President Barack Obama has arrived for a state visit to Argentina. His trip to meet with President Mauricio Macri comes as Argentina is trying to grow its economic freedom.
There is the grim situation facing Macri and his team. Argentina ranked 169th of 178 countries in the Heritage Foundation’s “2016 Index of Economic Freedom,” one of the worst performances in the world and near the bottom of the 29 countries in Latin America.
Under previous governments, Argentina received very low scores on all 10 of the country’s economic freedom indicators.
The country’s investment profile was badly damaged by monetary and fiscal mismanagement, protectionism, interventionism in the private sector, and expropriations. Along with declining economic freedom, relations between Argentina and the United States also soured under former President Cristina Fernández de Kirchner. All of these problems are examined in depth in a new Heritage Special Report on Argentina that was just released.
Argentina’s ambassador to Washington, Martín Lousteau, spoke at The Heritage Foundation on March 18 to present Argentina’s new economic outlook.
Ambassador Lousteau declared that the Argentina now governed by center-right president Mauricio Macri, who took office in Dec. 2015 after twelve years of populist Peronist rule, is now “open for business” again.
There’s good news for Argentina.

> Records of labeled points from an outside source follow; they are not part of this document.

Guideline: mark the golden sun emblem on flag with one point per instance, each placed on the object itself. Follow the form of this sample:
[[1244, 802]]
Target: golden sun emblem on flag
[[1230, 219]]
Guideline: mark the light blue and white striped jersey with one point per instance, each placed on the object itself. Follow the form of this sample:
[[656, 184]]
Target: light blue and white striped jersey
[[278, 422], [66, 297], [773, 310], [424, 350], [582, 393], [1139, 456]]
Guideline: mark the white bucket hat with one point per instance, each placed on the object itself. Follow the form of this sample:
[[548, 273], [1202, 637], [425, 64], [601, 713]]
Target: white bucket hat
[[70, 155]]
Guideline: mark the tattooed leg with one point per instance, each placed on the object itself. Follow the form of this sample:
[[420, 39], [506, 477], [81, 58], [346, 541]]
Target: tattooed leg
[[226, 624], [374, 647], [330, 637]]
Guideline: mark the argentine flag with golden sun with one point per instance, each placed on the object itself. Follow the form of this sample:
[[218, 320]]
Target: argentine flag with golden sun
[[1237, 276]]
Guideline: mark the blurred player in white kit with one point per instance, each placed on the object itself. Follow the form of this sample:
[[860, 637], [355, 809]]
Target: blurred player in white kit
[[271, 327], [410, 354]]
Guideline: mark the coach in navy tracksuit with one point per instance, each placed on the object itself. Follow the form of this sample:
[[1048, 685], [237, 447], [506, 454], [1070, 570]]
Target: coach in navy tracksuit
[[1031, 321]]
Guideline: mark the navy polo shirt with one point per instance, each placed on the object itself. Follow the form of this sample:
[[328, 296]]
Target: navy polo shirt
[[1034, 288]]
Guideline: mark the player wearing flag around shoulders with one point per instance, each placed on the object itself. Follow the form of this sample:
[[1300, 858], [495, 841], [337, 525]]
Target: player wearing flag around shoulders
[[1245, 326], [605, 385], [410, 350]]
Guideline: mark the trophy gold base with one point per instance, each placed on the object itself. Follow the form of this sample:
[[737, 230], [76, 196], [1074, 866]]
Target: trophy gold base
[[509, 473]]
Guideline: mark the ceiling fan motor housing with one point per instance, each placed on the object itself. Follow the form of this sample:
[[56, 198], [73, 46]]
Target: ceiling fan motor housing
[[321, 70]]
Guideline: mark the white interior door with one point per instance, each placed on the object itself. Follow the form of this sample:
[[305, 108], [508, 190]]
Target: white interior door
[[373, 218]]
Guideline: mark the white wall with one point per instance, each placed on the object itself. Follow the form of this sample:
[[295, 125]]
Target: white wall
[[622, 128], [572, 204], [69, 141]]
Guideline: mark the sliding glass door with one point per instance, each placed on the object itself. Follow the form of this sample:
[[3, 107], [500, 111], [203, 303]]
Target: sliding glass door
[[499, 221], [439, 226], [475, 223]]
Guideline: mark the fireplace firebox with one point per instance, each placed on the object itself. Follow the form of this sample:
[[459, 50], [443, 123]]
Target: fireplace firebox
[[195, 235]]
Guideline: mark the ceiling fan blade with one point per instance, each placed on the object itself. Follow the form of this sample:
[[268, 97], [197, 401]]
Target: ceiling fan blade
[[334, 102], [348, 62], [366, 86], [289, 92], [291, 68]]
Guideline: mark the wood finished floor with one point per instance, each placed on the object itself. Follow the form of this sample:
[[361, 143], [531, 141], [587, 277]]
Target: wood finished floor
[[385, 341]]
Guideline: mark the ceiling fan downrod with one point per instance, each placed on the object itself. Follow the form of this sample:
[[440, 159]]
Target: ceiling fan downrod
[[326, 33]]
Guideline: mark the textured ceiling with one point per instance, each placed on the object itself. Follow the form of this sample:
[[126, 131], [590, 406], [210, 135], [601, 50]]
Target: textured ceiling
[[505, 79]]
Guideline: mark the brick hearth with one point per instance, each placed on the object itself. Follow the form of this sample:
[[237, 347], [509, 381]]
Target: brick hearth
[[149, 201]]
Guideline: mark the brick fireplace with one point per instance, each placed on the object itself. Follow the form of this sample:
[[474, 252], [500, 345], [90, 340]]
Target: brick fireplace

The time period covered by the “2016 Index of Economic Freedom” ended on June 30, 2015, six months before the Macri government took over.
This means that many of the bold and positive steps that Ambassador Lousteau reported his government has already taken (or soon will) to restore economic freedom will be reflected in future editions of the index.
They include a series of reforms to ensure that Argentina’s currency, the peso, is priced at market value as well as cuts in export taxes and energy subsidies. Argentina is also making progress to settle with its hold-out creditors.
Best of all for Americans are the actions Argentina is taking to improve relations with the United States, its biggest source of foreign investment and an important trading partner. The visits by Obama to Buenos Aires and an upcoming visit by Macri to Washington reflect those goodwill efforts.